Mulheres em universos masculinos são vistas como objetos ou facilitadoras do desejo alheio. "Olha, nossa estrela do futebol bebeu demais na balada, vá lá e o ajude a entrar no quarto." Colocada em uma situação constrangedora (quiçá perigosa), ela se vê num dilema impossível, seguido por um ainda pior. E se eu disser não? Ele é uma das maiores celebridades do planeta, importantíssimo para a empresa.

Agora que meus medos se materializaram, e se eu contar? Alguém vai acreditar? E, se acreditarem, alguém vai se importar? E, caso se importem, o que vai acontecer com ele? E comigo?

Felizmente, no limite do que se pode usar esta palavra num cenário profundamente infeliz, a Nike se importou. Fez o que estava ao seu alcance e rompeu com Neymar. Aliás, vale notar a insistência do estafe do atleta em negar a acusação e refutar a ex-patrocinadora, insistindo que a separação ocorreu por motivos comerciais.

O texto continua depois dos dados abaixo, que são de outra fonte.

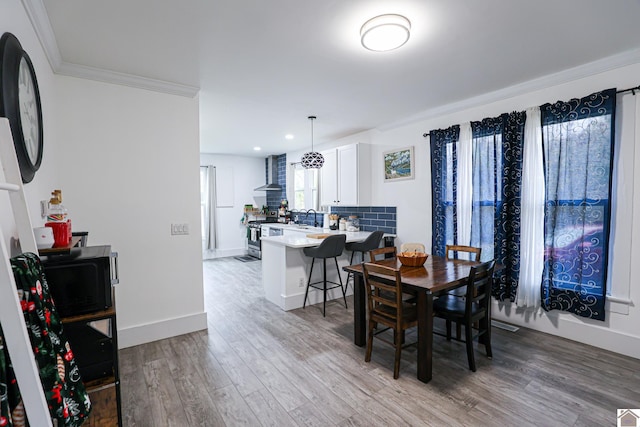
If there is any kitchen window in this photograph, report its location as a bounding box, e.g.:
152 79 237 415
290 163 318 210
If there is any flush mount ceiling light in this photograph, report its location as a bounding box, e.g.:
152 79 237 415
360 14 411 52
300 116 324 169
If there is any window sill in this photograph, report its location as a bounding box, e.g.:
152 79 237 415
605 295 633 314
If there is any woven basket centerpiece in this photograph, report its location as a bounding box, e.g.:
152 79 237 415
398 252 429 267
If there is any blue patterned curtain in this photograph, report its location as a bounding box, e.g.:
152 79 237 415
429 125 460 256
471 111 526 301
540 89 616 320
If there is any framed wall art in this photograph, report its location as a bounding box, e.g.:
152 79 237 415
383 147 414 182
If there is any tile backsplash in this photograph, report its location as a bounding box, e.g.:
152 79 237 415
331 206 396 234
265 154 287 211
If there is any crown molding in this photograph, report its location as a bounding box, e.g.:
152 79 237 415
377 49 640 131
55 62 200 98
22 0 200 98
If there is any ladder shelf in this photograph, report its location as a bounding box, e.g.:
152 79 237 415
0 118 52 427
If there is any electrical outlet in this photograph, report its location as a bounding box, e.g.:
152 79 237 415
171 224 189 236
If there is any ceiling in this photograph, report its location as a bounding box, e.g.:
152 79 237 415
37 0 640 156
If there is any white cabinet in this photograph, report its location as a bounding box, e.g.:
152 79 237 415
320 144 371 206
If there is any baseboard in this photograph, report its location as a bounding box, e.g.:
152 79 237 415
202 248 247 261
491 303 640 359
118 312 207 348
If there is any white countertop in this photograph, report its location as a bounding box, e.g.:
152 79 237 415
260 229 371 248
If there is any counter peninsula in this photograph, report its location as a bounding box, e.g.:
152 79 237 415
261 224 371 311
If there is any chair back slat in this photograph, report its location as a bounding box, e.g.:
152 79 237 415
465 261 496 310
400 243 425 252
362 263 402 327
445 245 482 262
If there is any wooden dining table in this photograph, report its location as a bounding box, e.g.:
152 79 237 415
343 255 480 383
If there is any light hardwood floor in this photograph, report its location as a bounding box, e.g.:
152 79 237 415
120 258 640 427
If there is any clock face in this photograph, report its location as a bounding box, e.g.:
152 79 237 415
18 57 40 166
0 33 43 184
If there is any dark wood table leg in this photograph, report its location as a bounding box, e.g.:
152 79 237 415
418 292 433 383
353 274 367 347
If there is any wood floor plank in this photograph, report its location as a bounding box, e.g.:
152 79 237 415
119 346 150 427
142 359 186 427
211 385 260 427
244 389 297 427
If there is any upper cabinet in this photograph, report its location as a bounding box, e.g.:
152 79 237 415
320 144 371 206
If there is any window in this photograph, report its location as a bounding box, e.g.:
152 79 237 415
290 163 318 210
541 89 616 320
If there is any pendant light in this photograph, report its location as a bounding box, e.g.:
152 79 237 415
300 116 324 169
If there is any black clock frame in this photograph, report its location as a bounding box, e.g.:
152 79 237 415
0 33 44 184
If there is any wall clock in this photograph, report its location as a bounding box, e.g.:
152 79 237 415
0 33 43 183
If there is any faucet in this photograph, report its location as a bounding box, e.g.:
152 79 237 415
289 209 300 224
304 209 318 227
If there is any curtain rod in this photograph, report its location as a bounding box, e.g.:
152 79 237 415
422 86 640 138
616 86 640 95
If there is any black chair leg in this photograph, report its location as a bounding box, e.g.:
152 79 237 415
302 258 316 308
333 258 349 308
479 316 493 359
344 251 356 293
322 258 327 317
464 322 476 372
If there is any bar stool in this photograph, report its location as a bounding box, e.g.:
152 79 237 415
302 234 347 317
345 230 384 293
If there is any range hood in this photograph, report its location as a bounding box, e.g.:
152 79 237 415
253 156 282 191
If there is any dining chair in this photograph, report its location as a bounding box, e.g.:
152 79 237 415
369 246 398 262
345 230 384 288
362 263 418 379
433 261 495 372
445 245 482 339
400 243 425 252
302 234 347 317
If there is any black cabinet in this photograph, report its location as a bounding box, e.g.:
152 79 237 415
62 306 122 427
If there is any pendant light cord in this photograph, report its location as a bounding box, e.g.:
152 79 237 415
307 116 316 153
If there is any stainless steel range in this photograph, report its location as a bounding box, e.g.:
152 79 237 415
247 218 277 259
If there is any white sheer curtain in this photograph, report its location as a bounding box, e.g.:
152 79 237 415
200 166 217 250
456 122 473 252
516 107 545 309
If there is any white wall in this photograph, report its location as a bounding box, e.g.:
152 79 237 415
363 64 640 358
0 0 59 245
200 153 267 258
51 76 206 347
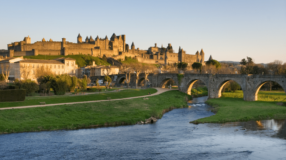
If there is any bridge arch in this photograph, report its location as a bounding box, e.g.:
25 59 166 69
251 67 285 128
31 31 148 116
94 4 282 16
159 78 177 88
254 80 286 101
217 78 246 100
138 77 145 87
116 76 126 85
186 78 208 95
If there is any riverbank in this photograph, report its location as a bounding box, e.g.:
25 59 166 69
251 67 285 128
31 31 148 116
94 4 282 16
0 90 187 134
190 98 286 123
0 88 157 108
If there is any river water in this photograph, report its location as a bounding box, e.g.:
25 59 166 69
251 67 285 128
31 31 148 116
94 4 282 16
0 98 286 160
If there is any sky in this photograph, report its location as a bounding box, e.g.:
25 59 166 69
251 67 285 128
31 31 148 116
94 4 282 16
0 0 286 63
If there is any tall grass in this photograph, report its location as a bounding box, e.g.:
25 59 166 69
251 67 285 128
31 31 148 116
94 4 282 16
0 91 187 134
0 88 157 108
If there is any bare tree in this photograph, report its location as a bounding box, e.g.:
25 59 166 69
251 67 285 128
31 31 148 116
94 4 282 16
1 63 10 82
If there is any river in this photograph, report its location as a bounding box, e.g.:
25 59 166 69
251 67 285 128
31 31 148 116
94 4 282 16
0 98 286 160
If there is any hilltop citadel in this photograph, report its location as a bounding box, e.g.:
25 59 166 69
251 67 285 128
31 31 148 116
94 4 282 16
0 34 205 65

Sem provas suficientes - porque a dificuldade em prová-los é o requinte de crueldade destes crimes -, não há ainda denúncia formal, e o jogador segue sua vida normalmente, por ora. Novo contrato com a Puma (até agora, em silêncio), diversas outras relações comerciais, público imenso, e muito bem obrigado no PSG e na seleção brasileira.

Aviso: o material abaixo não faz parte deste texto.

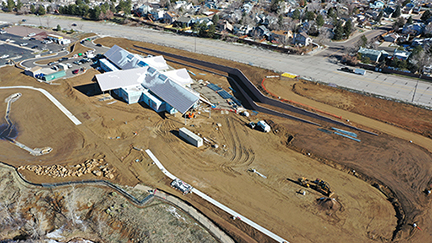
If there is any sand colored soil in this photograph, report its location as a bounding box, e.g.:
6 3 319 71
0 34 431 242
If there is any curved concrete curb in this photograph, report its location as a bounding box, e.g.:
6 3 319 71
0 86 81 125
145 149 288 243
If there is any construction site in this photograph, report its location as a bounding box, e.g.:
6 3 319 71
0 32 432 242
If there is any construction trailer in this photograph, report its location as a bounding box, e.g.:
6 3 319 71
179 127 203 148
43 70 66 81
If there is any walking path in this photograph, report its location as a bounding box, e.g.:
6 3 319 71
0 86 81 125
145 149 288 243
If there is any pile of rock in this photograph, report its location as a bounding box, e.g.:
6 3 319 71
18 159 114 179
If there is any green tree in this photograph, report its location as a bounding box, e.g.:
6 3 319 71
359 35 367 47
407 15 413 24
343 19 352 39
16 0 23 11
420 10 432 21
327 8 338 19
293 9 300 19
315 14 324 27
207 24 216 38
392 5 401 18
304 11 315 21
375 11 384 23
89 6 101 20
333 21 344 40
212 14 219 24
37 5 46 15
402 0 411 7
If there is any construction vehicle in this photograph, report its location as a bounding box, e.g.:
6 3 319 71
298 177 333 197
186 112 196 119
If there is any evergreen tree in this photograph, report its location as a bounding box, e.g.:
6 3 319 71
316 14 324 27
393 5 401 18
420 10 432 21
343 19 352 39
16 0 23 11
407 15 413 24
304 11 315 21
37 5 46 15
212 14 219 24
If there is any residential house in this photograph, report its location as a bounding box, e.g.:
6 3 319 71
402 23 425 35
293 32 312 46
358 47 382 62
253 25 271 39
163 11 179 24
269 30 293 44
174 16 193 27
383 33 399 43
393 49 411 60
148 8 165 21
369 1 384 9
217 19 233 32
135 4 153 17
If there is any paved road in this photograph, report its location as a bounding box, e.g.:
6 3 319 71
0 86 81 125
0 13 432 107
145 149 288 243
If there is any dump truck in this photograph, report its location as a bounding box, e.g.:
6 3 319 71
298 177 333 197
257 121 271 132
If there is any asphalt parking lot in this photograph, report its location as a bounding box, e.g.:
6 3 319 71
0 29 63 65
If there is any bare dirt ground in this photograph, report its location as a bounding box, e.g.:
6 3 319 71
0 34 431 242
0 162 217 242
287 81 432 138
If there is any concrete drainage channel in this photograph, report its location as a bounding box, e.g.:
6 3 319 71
0 93 52 156
0 162 234 243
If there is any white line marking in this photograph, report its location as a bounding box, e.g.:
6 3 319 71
0 86 81 125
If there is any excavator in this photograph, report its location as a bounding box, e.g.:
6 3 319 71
298 177 334 197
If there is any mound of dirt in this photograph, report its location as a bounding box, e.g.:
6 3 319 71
317 197 341 212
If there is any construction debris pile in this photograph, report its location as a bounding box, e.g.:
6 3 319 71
18 159 114 179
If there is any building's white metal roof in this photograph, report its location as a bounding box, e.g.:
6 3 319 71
96 66 199 114
144 56 169 71
142 70 199 114
163 68 193 87
96 67 148 91
104 45 168 71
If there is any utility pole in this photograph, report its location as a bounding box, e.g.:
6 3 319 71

Em mais uma peculiaridade da realidade paralela em que opera o esporte (campeonatos e até Jogos Olímpicos programados em meio a uma pandemia mortal, apenas para citar um exemplo), muitos acham necessário separar a pessoa do atleta. Ah, mas dentro de campo ele brilha. Nada foi provado. Ele é só um jovem deslumbrado. Não podemos misturar as coisas.

Não, não, não e não. Devemos misturar as coisas. Uma pessoa que estupra raramente está cometendo ali o seu primeiro ato abusivo. Há um histórico de pequenas agressões, que às vezes passam despercebidas até pelas vítimas. (Hoje, consigo reconhecer várias violências que sofri, mesmo por namorados, que à época meu consciente não chegou a processar). Cada denúncia ignorada é um passo na direção de um novo crime. É uma autorização para que a pessoa volte a agir de forma espúria. Afinal, até quando a notícia estoura, o fulano tem a chance de sair ileso.

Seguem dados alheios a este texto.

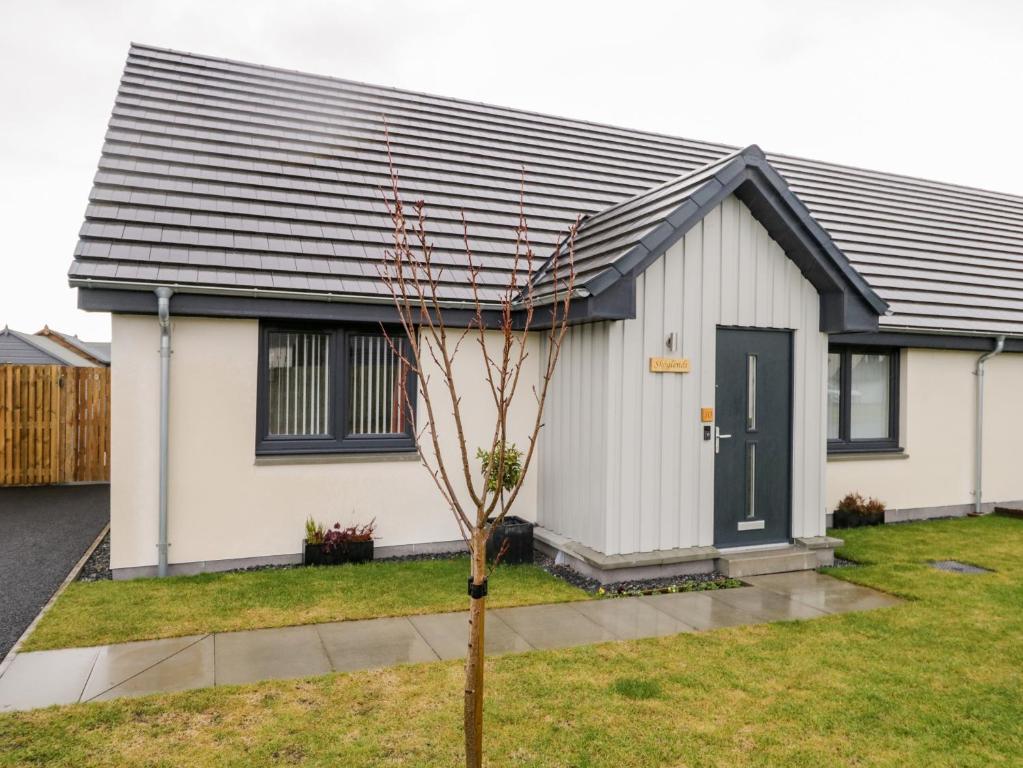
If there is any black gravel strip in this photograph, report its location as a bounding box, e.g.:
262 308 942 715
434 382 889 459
78 531 114 581
533 551 743 597
0 485 110 659
829 555 862 568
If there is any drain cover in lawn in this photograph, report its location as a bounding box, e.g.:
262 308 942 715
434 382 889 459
931 560 991 574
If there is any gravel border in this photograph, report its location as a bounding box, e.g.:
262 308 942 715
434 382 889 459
533 551 745 597
78 531 114 581
78 532 743 597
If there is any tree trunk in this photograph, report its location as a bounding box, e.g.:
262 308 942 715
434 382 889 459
464 531 487 768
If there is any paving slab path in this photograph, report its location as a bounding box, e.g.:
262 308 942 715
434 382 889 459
0 484 110 660
0 571 900 712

Espero que não seja o caso com Neymar. Espero que ele pague pelo comportamento abusivo. Como mulher, sei o custo de denunciar um abuso, especialmente por alguém mundialmente famoso, multimilionário. Alguém de quem seu sustento depende. Imagino a dificuldade que tenha sido para a funcionária da Nike encontrar a coragem para tornar público o seu trauma, para se arriscar desta forma.

Por ela e pela proteção de todas nós, escolho sempre acreditar na vítima. Por favor, façam o mesmo e ajudem a nos manter seguras. Acreditem em nós.